Community’s initiative is one of several by hospitals of all sizes working to improve patient care and reduce the chance of medical errors. Many programs are designed to streamline communications.
Wishard Health Services recently started using a communication system called Veriphy that immediately sends an alert to a physician’s pager, fax or cell phone when the result of a radiology test ordered by that doctor is flagged as critical.
Hospitals also have created rapid-response teams to deal with changes in a patient’s condition, such as chest pain or just a sense that a patient is deteriorating, before it becomes a code-red emergency. Those programs, though, typically are triggered by a nurse.
With Call FIRST, Community Health Network becomes one of a small number of hospitals to install a rapid-response system that is activated by patients or their families.
“Whenever health-care providers can give patients and family members information and control about what makes them safe, it will go a long way toward preventing harm,” said Betsy Lee, director of the Indiana Patient Safety Center at the Indiana Hospital and Health Association, in an e-mail.
Some patients seem to be reassured by the new system.
Sharon Gainar, a patient at Community North who was recovering from major surgery, said she has received outstanding care during her almost-two-week stay. But she likes having the option of calling in a nurse supervisor for a fresh perspective should she have any concerns.
“It’s just one less thing I have to worry about,” said Gainar, who lives in Fishers.
Community emphasized that the Call FIRST program is for serious concerns, not for routine questions or complaints from patients and their families.

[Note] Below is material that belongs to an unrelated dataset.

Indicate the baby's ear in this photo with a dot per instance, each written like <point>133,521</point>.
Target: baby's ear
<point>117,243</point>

One patient has placed a call since the program began Sept. 1, but hospital officials said that was for a nonlife-threatening situation that was resolved.

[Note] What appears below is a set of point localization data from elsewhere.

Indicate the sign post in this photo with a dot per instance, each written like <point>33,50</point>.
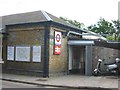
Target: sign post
<point>57,46</point>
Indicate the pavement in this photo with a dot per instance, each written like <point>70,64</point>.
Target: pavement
<point>68,81</point>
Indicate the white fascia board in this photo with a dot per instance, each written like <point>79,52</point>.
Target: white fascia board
<point>46,16</point>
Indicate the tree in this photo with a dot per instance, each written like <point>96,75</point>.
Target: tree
<point>73,22</point>
<point>110,30</point>
<point>102,27</point>
<point>117,29</point>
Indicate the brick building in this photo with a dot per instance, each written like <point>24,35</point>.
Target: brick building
<point>38,43</point>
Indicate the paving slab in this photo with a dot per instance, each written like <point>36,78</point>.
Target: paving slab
<point>71,81</point>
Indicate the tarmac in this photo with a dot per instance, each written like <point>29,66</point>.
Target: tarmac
<point>69,81</point>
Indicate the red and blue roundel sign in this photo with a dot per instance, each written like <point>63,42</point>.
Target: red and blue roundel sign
<point>57,38</point>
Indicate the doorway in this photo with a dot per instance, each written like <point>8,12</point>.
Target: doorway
<point>77,60</point>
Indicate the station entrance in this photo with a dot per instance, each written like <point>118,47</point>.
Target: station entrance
<point>80,57</point>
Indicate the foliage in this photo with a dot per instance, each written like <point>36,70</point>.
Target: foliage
<point>110,30</point>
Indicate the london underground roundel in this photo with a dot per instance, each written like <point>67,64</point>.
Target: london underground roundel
<point>57,38</point>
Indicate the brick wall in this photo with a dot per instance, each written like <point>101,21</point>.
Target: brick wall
<point>108,54</point>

Rhea Oliver, a registered nurse and clinical director of the inpatient surgical unit at Community Hospital North, said each person admitted to the hospital system receives a brochure about the program.

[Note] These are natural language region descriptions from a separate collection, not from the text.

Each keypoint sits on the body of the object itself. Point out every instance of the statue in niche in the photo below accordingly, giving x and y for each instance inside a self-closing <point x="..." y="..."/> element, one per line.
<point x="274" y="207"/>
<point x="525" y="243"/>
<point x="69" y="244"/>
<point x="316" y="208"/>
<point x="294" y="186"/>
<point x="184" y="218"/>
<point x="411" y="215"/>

In designing Call FIRST, Community looked to the pioneering “Condition H” program used by the University of Pittsburgh Medical Center for patients and their families to summon help.
Since being launched in spring 2005, the pilot program at UPMC’s Shadyside hospital has received about 78 calls for help, said Susan Christie Martin, a director at UPMC’s Center for Quality Improvement and Innovation.
Martin said the hospital system still is analyzing whether Condition H has improved patient safety, but she added that the program has indeed helped improve the care of some patients.
Both Community and UPMC said a major motivation for their patient-call systems was the tragic death in 2001 of 18-month-old Josie King at Johns Hopkins in Baltimore.
Josie, who had suffered burns when she climbed into a hot bath, was recovering well but ended up dying of severe dehydration and misused narcotics, according to her mother, Sorrel King.
King said she raised concerns about her daughter’s condition with caregivers but they reassured her that Josie’s vital signs were fine. King is now a patient advocate who runs the Josie King Foundation, josieking.org, which is focused on the prevention of medical errors.
A program like the ones at Community or UPMC could have made all of the difference for Josie, King said. “In my daughter’s case, if I had been able to do that, I truly believe with 100 percent of my heart that she would be alive.”